A Gorgoglione, come in tanti altri borghi appesi ai fianchi dell’Appennino, non ci si passa, si va. Si decide di andarci e basta.
Ci andai che era primavera finita. A giugno precisamente.
In questo periodo a Gorgoglione, la ginestra avvolge con il suo profumo le strade, le case, gli anfratti, le facciate soleggiate e le scalinate nell’ombra.
E ingentilisce il carattere severo della pietra.
Qui tutto è pietra. Il paese della pietra è anche il paese in pietra.
Qui la pietra è di casa; qui la pietra ha una storia, possiede una voce. Il rapporto con la gente è un rapporto forte, solido, che si tramanda.
Alle volte questo filo di trasmissione si spezza. Un figlio emigra e lascia qui, insieme alla famiglia, anche i saperi che gli sono stati trasmessi. Nel posto in cui andrà forse non gli serviranno mai.
Alle volte si prende semplicemente una strada lavorativa diversa. Altri, però, decidono di continuare e qualcuno di iniziare.
La storia di Gorgoglione e la sua economia girano attorno alla pietra. Qui le cave impiegano molte persone e dalle cave, nel cuore delle montagne, si estrae una pietra arenaria pregiata che in letteratura scientifica è denominata “Flysch di Gorgoglione”. Tra gente meno scientifica è conosciuta semplicemente come la pietra di Gorgoglione.
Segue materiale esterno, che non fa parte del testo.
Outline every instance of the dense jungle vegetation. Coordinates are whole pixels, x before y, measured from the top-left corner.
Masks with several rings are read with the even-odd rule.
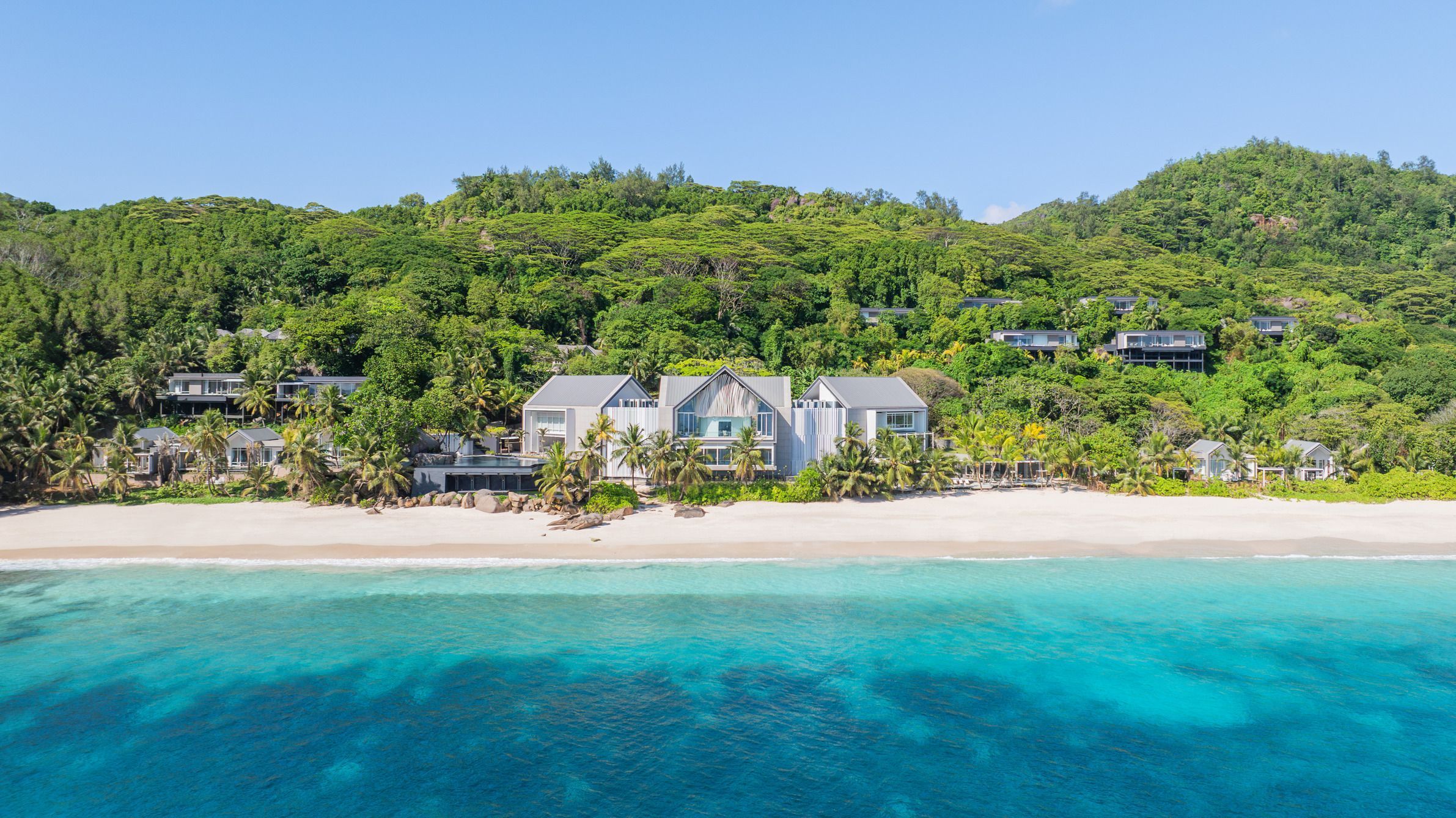
[[[178,370],[367,374],[342,434],[402,442],[415,425],[469,425],[492,393],[518,406],[556,368],[651,386],[719,362],[796,389],[917,370],[946,434],[962,418],[1035,422],[1109,460],[1153,435],[1251,434],[1456,473],[1456,176],[1424,157],[1254,140],[1003,226],[933,192],[718,188],[604,160],[454,185],[352,213],[229,196],[60,211],[0,195],[0,477],[45,482],[66,441],[154,415]],[[1096,294],[1158,306],[1079,303]],[[1022,303],[962,311],[967,295]],[[865,326],[860,306],[914,313]],[[1300,323],[1271,344],[1255,314]],[[215,333],[240,327],[287,339]],[[1080,332],[1082,349],[984,344],[1053,327]],[[1210,371],[1096,349],[1140,327],[1207,332]],[[562,360],[559,344],[603,354]]]

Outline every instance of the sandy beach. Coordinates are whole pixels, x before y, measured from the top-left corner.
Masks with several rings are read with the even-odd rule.
[[[853,557],[1456,555],[1456,504],[1385,505],[1005,491],[808,505],[743,502],[699,520],[649,507],[584,531],[546,514],[297,502],[0,511],[0,559]]]

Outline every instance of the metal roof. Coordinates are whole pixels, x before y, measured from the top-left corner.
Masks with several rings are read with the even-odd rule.
[[[176,440],[178,434],[166,426],[147,426],[144,429],[137,429],[137,434],[132,435],[132,438],[157,442],[159,440]]]
[[[1220,441],[1204,438],[1192,441],[1192,445],[1188,447],[1188,451],[1194,454],[1213,454],[1220,448],[1227,448],[1227,447]]]
[[[237,429],[232,435],[227,435],[227,440],[232,441],[233,435],[240,435],[248,442],[274,442],[274,441],[282,441],[282,435],[280,435],[278,432],[269,429],[268,426],[261,426],[261,428],[256,428],[256,429]]]
[[[632,376],[552,376],[526,402],[526,409],[537,406],[601,406],[617,393]],[[641,384],[638,384],[641,387]],[[646,394],[646,390],[642,390]]]
[[[1325,444],[1315,442],[1312,440],[1287,440],[1287,441],[1284,441],[1284,448],[1297,448],[1300,454],[1309,454],[1310,451],[1313,451],[1316,448],[1324,448],[1324,447],[1325,447]],[[1325,451],[1329,451],[1329,450],[1325,448]]]
[[[814,384],[823,384],[847,409],[874,409],[877,406],[925,409],[925,400],[920,400],[910,384],[893,376],[820,376]],[[810,389],[812,390],[812,386]]]
[[[727,374],[735,377],[751,389],[760,400],[769,406],[788,406],[791,403],[788,376],[740,376],[724,367],[711,376],[662,376],[658,402],[662,406],[677,406],[692,397],[709,380]]]

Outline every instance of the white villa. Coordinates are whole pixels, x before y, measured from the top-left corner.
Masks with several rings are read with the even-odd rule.
[[[821,377],[794,400],[788,377],[740,376],[727,367],[711,376],[664,376],[658,397],[630,376],[555,376],[523,412],[526,453],[556,442],[577,451],[587,426],[606,415],[617,432],[635,424],[644,437],[667,429],[678,440],[699,440],[715,472],[731,469],[729,445],[751,425],[764,472],[785,477],[831,453],[849,421],[866,438],[887,428],[929,441],[925,402],[893,377]],[[616,441],[607,445],[607,476],[629,477],[614,463],[616,450]]]

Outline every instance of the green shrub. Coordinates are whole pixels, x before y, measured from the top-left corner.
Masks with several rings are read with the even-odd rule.
[[[582,507],[584,511],[606,514],[617,508],[636,508],[641,502],[636,491],[622,483],[597,483],[591,486],[591,499]]]
[[[1366,472],[1356,485],[1361,495],[1372,499],[1456,499],[1456,477],[1436,472]]]

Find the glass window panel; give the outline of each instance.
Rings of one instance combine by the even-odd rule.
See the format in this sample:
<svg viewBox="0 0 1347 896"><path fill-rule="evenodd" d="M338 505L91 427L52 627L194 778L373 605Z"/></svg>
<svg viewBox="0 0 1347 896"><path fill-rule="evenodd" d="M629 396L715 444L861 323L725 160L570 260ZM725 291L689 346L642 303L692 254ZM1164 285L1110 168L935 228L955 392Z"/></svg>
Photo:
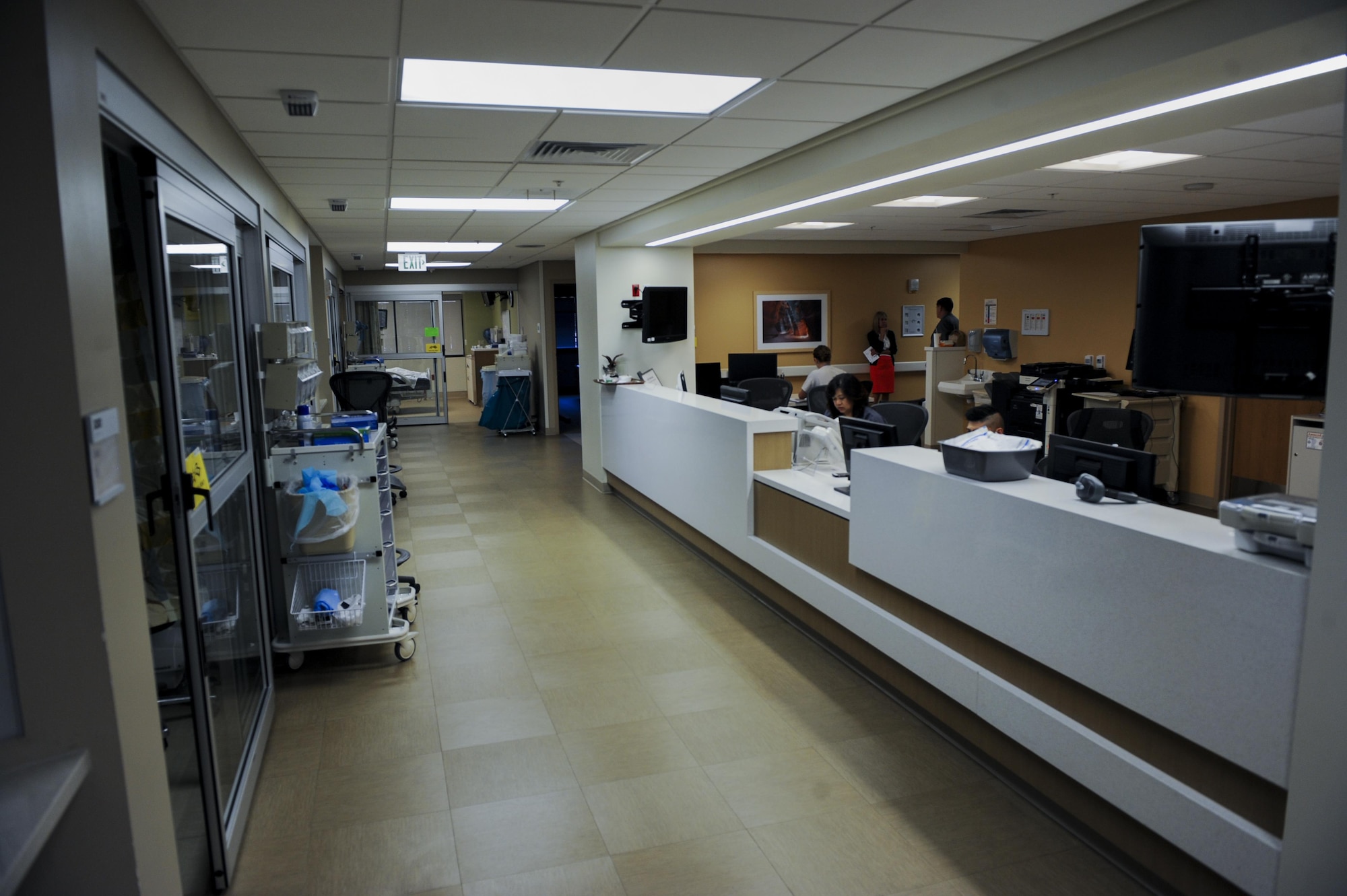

In queste cave, nel lavoro di estrazione, si sovrappongono sofisticati macchinari e tecniche tradizionali. Gli scalpellini, dalle mani grosse, lavorano la pietra con fare antico e gentile. Hanno custodito e tramandato, di generazione in generazione, l’abilità e la sensibilità verso la pietra.
E’ gente capace di creare semplici oggetti di uso quotidiano così come pregevoli elementi architettonici.
Un uomo, che con la pietra ci lavora, mi dice: ” la pietra va rispettata”. La sua spaccatura richiede quasi una preparazione spirituale” “Io so che faccio una ferita alla t(T)erra. Questa terra mi dà la pietra con la quale lavoro e mi guadagno da vivere. A modo mio le chiedo scusa per lo sfregio e, allo stesso tempo, la ringrazio per il dono .”
“Guarda le mie mani”- mi dice. Le tocco. Sono ruvide e scavate e le dita sembrano sproporzionate. A guardar bene le mani sembrano sproporzionate rispetto al corpo dell’uomo. Mani enormi di un uomo normale.
“Queste mani hanno toccato la pietra da sempre. Hanno spaccato e modellato pezzi e pezzi di pietra. Pezzi di Terra.”
E si percepisce che qui tutto è in sintonia con la pietra.
Se il primo uomo, quell’`Adam, che in ebraico indica “che viene dal suolo”, è stato modellato dall’argilla e animato dal soffio di Dio”(Genesi 2.7), mi piace pensare che qui a Gorgoglione la gente sia stata plasmata dalla sua pietra e che abbia il soffio vitale che sa di ginestra.
Soffio, si! Anche questo.
A Gorgoglione il vento soffia, e anche bene.
Le pale eoliche disposte in ordine militare sui suoi crinali sembrano giocare a catturare il vento.
Ma questo non si ferma e continua il suo cammino lungo la valle del Sauro, o costeggiando altri paesi di pietra, Castelmezzano, Pietrapertosa appollaiati sulle Dolomiti lucane oppure solleticando i fianchi di Monte Croccia dove antiche genti, ignare di Zeus e della sua corte, consacravano Madre Terra.
E così, il vento, senza mai fermarsi, trasporta con sé gli odori di un paese impastato di ginestra e pietra.